Even so, several limitations of our meta-analysis were also found. First, only published studies were included in a few databases, and a publication bias may have occurred. Second, because sufficient data for each included study were lacking, we failed to perform further subgroup analysis to investigate the granulomatous disease likelihood factors such as gene–environment/gene–gene interaction, sex, age, etc., which might affect our results. Third, the data of this meta-analysis were mainly from Caucasians, so the results might apply to only the ethnic group. Finally, the sample size (Africans, Asians, CD, TB, and WG groups) is relatively small, so the meta-analysis results involving those groups had insufficient power to reveal the reliable association. Despite these limitations, we minimized the likelihood of bias through the whole process by taking a detailed protocol, by performing study identification, data selection, and statistical analysis, as well as in the control of publication bias. Anyway, the reliability of the results is guaranteed.

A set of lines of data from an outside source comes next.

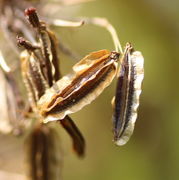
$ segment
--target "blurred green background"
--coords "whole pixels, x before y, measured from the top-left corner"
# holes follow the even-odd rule
[[[143,92],[132,138],[123,147],[112,142],[113,82],[95,102],[72,115],[86,139],[84,159],[71,152],[70,139],[61,132],[65,180],[179,179],[178,7],[178,0],[97,0],[59,12],[63,18],[106,17],[122,45],[131,42],[145,58]],[[99,27],[84,25],[56,32],[80,56],[104,48],[113,50],[110,35]],[[61,55],[63,73],[69,72],[74,63]],[[12,161],[21,158],[18,149],[15,147],[16,157],[9,154]],[[2,163],[0,166],[7,170]],[[22,170],[12,165],[11,171]]]

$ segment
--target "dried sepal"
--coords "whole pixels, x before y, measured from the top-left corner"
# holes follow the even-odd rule
[[[143,63],[142,54],[127,44],[121,59],[116,96],[112,102],[114,141],[119,146],[127,143],[134,130],[144,77]]]
[[[62,77],[38,102],[44,122],[63,119],[90,104],[110,85],[116,75],[119,54],[106,50],[91,53]],[[86,63],[89,66],[86,66]]]

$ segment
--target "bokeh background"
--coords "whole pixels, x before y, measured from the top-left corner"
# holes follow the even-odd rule
[[[86,139],[85,158],[78,159],[72,153],[68,135],[61,132],[65,180],[179,179],[178,7],[178,0],[97,0],[56,12],[63,19],[106,17],[122,45],[131,42],[145,58],[143,92],[132,138],[123,147],[112,142],[114,81],[96,101],[72,115]],[[84,25],[55,31],[81,57],[114,48],[108,32],[99,27]],[[74,63],[61,54],[64,74]],[[0,169],[23,174],[22,148],[20,139],[1,136]]]

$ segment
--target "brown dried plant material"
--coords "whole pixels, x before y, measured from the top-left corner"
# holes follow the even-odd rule
[[[57,81],[38,101],[44,122],[63,119],[90,104],[116,75],[119,54],[101,50],[87,55],[73,73]]]
[[[63,153],[59,129],[54,124],[32,129],[25,141],[28,179],[61,180]]]
[[[128,43],[121,59],[116,96],[112,102],[114,141],[119,146],[127,143],[134,130],[144,78],[143,66],[141,52],[134,51]]]

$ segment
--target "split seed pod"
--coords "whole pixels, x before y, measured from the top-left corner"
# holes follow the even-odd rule
[[[73,73],[57,81],[38,101],[44,122],[63,119],[90,104],[116,75],[119,53],[101,50],[73,66]]]
[[[121,146],[127,143],[133,133],[144,78],[144,59],[139,51],[126,45],[121,59],[116,96],[113,99],[114,141]]]

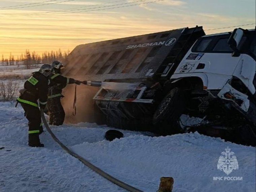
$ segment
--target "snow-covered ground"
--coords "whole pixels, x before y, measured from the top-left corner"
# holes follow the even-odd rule
[[[41,66],[41,64],[36,66],[31,65],[31,69],[27,69],[25,65],[1,65],[0,66],[0,76],[2,75],[29,74],[38,70]]]
[[[40,136],[44,148],[28,147],[27,120],[20,105],[14,105],[0,102],[0,148],[4,148],[0,150],[0,191],[125,191],[65,153],[47,132]],[[104,138],[110,129],[106,126],[81,123],[51,128],[75,152],[144,191],[157,190],[162,177],[174,178],[173,192],[256,190],[255,148],[197,133],[157,137],[122,130],[124,138],[109,142]],[[217,168],[228,147],[238,164],[228,175]]]

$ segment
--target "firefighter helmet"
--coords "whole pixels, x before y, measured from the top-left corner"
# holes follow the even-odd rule
[[[64,68],[64,66],[62,65],[61,62],[58,60],[54,60],[52,62],[52,66],[54,68],[59,69]]]
[[[48,76],[52,72],[53,68],[48,64],[44,64],[40,68],[39,71],[46,76]]]

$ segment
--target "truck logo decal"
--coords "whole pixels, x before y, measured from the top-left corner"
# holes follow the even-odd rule
[[[194,66],[195,64],[191,64],[189,63],[187,63],[180,68],[180,72],[188,73],[191,71]]]
[[[169,46],[172,45],[176,41],[176,38],[172,38],[167,40],[165,42],[165,46]]]
[[[173,44],[176,41],[176,38],[171,38],[168,39],[167,41],[158,41],[156,42],[152,42],[151,43],[141,43],[135,45],[128,45],[126,47],[126,49],[134,49],[139,47],[143,47],[148,46],[154,46],[155,45],[165,45],[166,46],[169,46]]]

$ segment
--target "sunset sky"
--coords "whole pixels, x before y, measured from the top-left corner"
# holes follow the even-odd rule
[[[196,25],[207,30],[255,24],[256,6],[255,0],[1,0],[0,54],[8,58],[11,52],[16,59],[26,49],[71,51],[80,44]]]

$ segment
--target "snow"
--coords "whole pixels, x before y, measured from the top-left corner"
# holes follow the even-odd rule
[[[46,132],[44,148],[28,146],[27,121],[19,105],[0,102],[0,191],[125,191],[65,153]],[[121,130],[124,137],[104,138],[111,128],[81,123],[51,127],[59,139],[104,171],[146,192],[156,191],[160,178],[172,177],[173,192],[255,191],[255,148],[195,133],[165,137]],[[213,181],[227,177],[217,169],[221,153],[229,147],[239,169],[229,177],[242,181]],[[8,151],[7,151],[8,150]],[[11,151],[8,151],[11,150]]]
[[[31,66],[31,69],[27,69],[25,65],[1,65],[0,66],[0,76],[7,75],[26,75],[30,74],[34,71],[38,70],[42,64],[38,66]]]

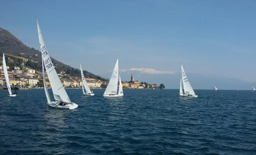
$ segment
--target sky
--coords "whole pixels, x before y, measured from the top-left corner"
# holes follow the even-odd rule
[[[207,77],[220,77],[246,83],[222,82],[223,89],[246,89],[256,85],[255,6],[236,0],[4,0],[0,27],[39,49],[36,16],[51,57],[105,78],[119,59],[123,80],[133,73],[178,88],[182,63],[189,79],[199,78],[191,80],[196,88],[212,88],[196,87],[200,78],[212,83],[218,80]],[[168,80],[176,76],[175,83]]]

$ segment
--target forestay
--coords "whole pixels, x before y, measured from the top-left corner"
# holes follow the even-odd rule
[[[11,95],[11,85],[10,84],[9,76],[8,75],[7,67],[6,66],[5,57],[4,54],[2,54],[2,66],[4,67],[4,77],[5,78],[6,85],[7,86],[8,91],[9,94]]]
[[[182,64],[181,64],[181,67],[182,67],[182,82],[183,84],[184,93],[187,95],[195,95],[195,93],[193,91],[193,88],[192,88],[189,82],[187,76],[186,75]]]
[[[61,83],[61,80],[56,72],[54,64],[52,64],[51,57],[48,54],[45,43],[42,35],[38,21],[36,21],[38,25],[38,37],[40,43],[40,48],[43,57],[43,64],[45,66],[47,75],[49,78],[51,85],[52,86],[54,99],[56,101],[63,102],[71,104],[71,101]]]
[[[92,91],[90,91],[90,88],[87,84],[86,80],[85,79],[85,75],[83,75],[83,69],[82,69],[81,64],[80,64],[80,69],[81,70],[82,80],[83,82],[83,85],[85,86],[85,91],[86,92],[86,93],[92,93]]]
[[[110,78],[110,82],[105,91],[104,95],[116,95],[117,93],[117,85],[118,82],[118,59],[115,63],[115,67]]]

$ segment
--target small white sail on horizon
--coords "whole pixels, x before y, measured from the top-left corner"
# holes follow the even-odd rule
[[[83,69],[82,69],[81,64],[80,64],[80,69],[81,70],[81,77],[82,81],[83,82],[83,85],[82,85],[82,89],[83,89],[83,94],[85,95],[93,96],[94,93],[92,92],[92,91],[90,91],[90,88],[87,84],[86,80],[85,79],[85,75],[83,75]],[[85,86],[86,92],[85,92],[83,86]]]
[[[189,80],[188,79],[187,76],[186,75],[185,72],[184,70],[183,66],[182,64],[181,64],[181,69],[182,69],[182,84],[183,86],[184,93],[183,95],[180,95],[182,96],[189,96],[189,97],[197,97],[196,95],[192,88]]]
[[[217,91],[217,90],[218,90],[218,88],[217,88],[216,86],[213,86],[213,91],[214,91],[214,92],[215,92],[215,91]]]
[[[51,104],[49,104],[49,105],[52,107],[59,108],[68,108],[70,109],[76,108],[78,105],[71,102],[70,99],[67,94],[65,88],[58,76],[55,67],[49,55],[45,42],[43,41],[42,32],[38,20],[36,20],[36,24],[38,25],[40,49],[42,55],[42,61],[52,86],[55,99],[55,101],[51,102]],[[47,94],[46,94],[46,95],[47,95]]]
[[[104,96],[109,97],[117,97],[123,96],[123,88],[121,88],[121,93],[119,95],[117,93],[118,83],[118,59],[117,59],[117,62],[115,64],[115,67],[114,68],[113,72],[112,73],[111,77],[110,78],[108,85],[107,86],[106,90],[105,91]],[[121,78],[120,78],[121,79]],[[121,92],[120,92],[121,93]]]
[[[5,57],[4,56],[4,54],[2,54],[2,66],[4,67],[4,76],[5,78],[6,85],[9,92],[9,96],[15,97],[16,96],[16,93],[15,92],[14,93],[11,92],[11,85],[10,83],[9,76],[8,75],[7,67],[6,66]]]

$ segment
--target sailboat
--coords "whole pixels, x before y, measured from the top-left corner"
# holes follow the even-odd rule
[[[82,81],[83,82],[83,84],[82,85],[82,89],[83,89],[83,93],[85,95],[87,96],[94,96],[94,93],[92,91],[90,91],[90,88],[89,87],[88,85],[87,84],[86,80],[85,79],[85,75],[83,73],[83,69],[82,69],[81,64],[80,64],[80,69],[81,70],[81,76],[82,76]],[[85,86],[85,92],[83,89]]]
[[[183,66],[181,64],[182,68],[182,79],[180,79],[180,96],[186,97],[198,97],[192,88],[189,80],[186,75]],[[182,85],[183,89],[182,89]],[[184,89],[184,90],[183,90]]]
[[[214,92],[217,91],[218,90],[218,88],[217,88],[217,87],[216,87],[215,86],[213,86],[213,91]]]
[[[9,92],[9,96],[10,97],[15,97],[16,96],[17,92],[16,91],[14,91],[14,93],[12,93],[11,92],[11,85],[10,84],[9,76],[8,75],[7,67],[6,66],[5,57],[4,56],[4,54],[2,54],[2,66],[4,67],[4,76],[5,78],[6,85],[8,89],[8,91]]]
[[[118,83],[119,79],[119,89],[117,92]],[[122,84],[121,81],[121,77],[118,74],[118,59],[117,59],[115,63],[115,67],[114,68],[111,78],[110,79],[108,85],[105,91],[104,96],[108,97],[118,97],[124,96],[123,92]]]
[[[49,53],[46,49],[45,42],[43,40],[42,32],[40,30],[38,21],[36,20],[38,25],[38,38],[39,40],[40,49],[42,53],[42,73],[43,79],[43,85],[45,87],[45,95],[47,98],[47,104],[49,106],[57,108],[73,109],[77,108],[78,105],[71,102],[70,99],[67,94],[61,82],[58,77],[55,67],[51,60]],[[44,65],[43,65],[44,64]],[[50,96],[48,92],[47,86],[45,83],[45,77],[44,75],[44,67],[47,73],[51,85],[52,86],[52,92],[54,97],[54,101],[51,101]]]
[[[119,75],[119,89],[118,89],[118,96],[124,96],[124,93],[123,92],[123,86],[122,82],[121,80],[121,76]]]

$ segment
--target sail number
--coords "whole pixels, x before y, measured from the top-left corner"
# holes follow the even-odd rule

In summary, the present study suggested that BTNL2 G16071A gene polymorphism may be a likelihood factor for granulomatous disease susceptibility, especially for sarcoidosis. And it may be strongly associated with granulomatous disease susceptibility among Caucasians. However, further well-designed studies are needed in order to confirm the results in the future.

Acknowledgments

We thank Dr Feng Wang and Dr Qin Zhou for their linguistic assistance during the preparation of this article.

Footnotes

Abbreviations: BTNL2 = butyrophilin-like 2, CD = Crohn disease, CI = confidence interval, FPRP = false-positive report probability, HLA = human leukocyte antigen, OR = odds ratio, TB = tuberculosis, WG = Wegener granulomatosis.

The authors have no conflicts of interest to disclose.